At this very moment, CCS' first USA-bound container of Moplaco coffees (see above photos) is passing inspection at CLU (Coffee Liquoring Unit) which is overseen by the Ministry of Agriculture. Every single bag is sampled from three places and then these samples are mixed and cupped before the shipment can be cleared for export. This inspection process is just one in many that coffee undergoes throughout the season before it can be shipped to our warehouse and then to you.

One of the things that is always on my mind when addressing the complexities of any origin (because they all are in some way or another), is trying to work out what people really mean when they say things and whether I'm understanding them from their point-of-view. This topic of intercultural complexity is something that coffee buyers have to consider but few have written about. Maybe it's because for some this process is reflexive. At CCS, however, intercultural communication is something we are exploring more and choosing to discuss because it is such a fundamental aspect of doing specialty coffee, which hinges on strong and trustworthy relationships between all the people throughout the supply chain.

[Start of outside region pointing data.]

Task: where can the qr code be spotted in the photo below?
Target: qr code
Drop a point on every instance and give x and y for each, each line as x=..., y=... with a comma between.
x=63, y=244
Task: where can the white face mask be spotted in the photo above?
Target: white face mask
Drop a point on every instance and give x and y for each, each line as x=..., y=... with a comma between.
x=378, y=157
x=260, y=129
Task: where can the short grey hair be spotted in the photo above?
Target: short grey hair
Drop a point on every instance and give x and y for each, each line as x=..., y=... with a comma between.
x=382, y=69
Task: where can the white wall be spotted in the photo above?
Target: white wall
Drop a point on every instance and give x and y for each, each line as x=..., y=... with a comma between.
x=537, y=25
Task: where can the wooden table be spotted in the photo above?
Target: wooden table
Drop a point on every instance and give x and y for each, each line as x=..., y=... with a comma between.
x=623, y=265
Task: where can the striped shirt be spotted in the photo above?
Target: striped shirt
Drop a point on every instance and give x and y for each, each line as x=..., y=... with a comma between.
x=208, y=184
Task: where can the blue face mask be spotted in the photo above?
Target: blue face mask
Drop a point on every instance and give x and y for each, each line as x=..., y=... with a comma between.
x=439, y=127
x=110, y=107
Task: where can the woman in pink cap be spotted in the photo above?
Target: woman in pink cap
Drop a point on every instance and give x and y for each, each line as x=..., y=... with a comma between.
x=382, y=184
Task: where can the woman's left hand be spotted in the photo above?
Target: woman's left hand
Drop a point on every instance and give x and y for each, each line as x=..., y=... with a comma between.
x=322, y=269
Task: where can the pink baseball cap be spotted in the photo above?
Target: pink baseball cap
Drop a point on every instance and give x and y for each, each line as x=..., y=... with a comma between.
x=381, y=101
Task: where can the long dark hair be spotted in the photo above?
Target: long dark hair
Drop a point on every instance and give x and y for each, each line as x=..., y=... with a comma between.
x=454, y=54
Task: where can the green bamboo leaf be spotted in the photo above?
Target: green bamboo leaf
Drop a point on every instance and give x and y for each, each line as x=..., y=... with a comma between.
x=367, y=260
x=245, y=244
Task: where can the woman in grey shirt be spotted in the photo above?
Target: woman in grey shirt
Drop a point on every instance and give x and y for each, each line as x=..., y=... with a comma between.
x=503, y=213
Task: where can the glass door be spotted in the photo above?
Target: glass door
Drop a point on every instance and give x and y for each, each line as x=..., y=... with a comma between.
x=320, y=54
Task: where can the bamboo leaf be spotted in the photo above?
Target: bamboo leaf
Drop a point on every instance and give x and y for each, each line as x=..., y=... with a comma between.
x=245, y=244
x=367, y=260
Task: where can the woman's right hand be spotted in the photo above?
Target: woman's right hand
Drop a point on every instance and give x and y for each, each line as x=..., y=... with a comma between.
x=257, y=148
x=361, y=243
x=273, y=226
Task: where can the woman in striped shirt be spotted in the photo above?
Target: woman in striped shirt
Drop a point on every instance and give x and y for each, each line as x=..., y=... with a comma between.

We've found that having closer cultural similarities with our Latin American partners and their partnering government institutions has meant there is a base level of understanding about how to conduct business. This means that on average, receiving the coffees we choose from these origins are fairly straightforward. This is not generally the case with our East African suppliers and in particular, the frequently changing legislation they have to go through in order to export our coffees.

So, while it is unlikely that I will learn all the relevant ins and outs of Ethiopian business culture and communication during this prolonged stay, the goal is for us to learn and convey the current state of specialty coffee in Ethiopia and hopefully answer some questions you have about this fascinating origin.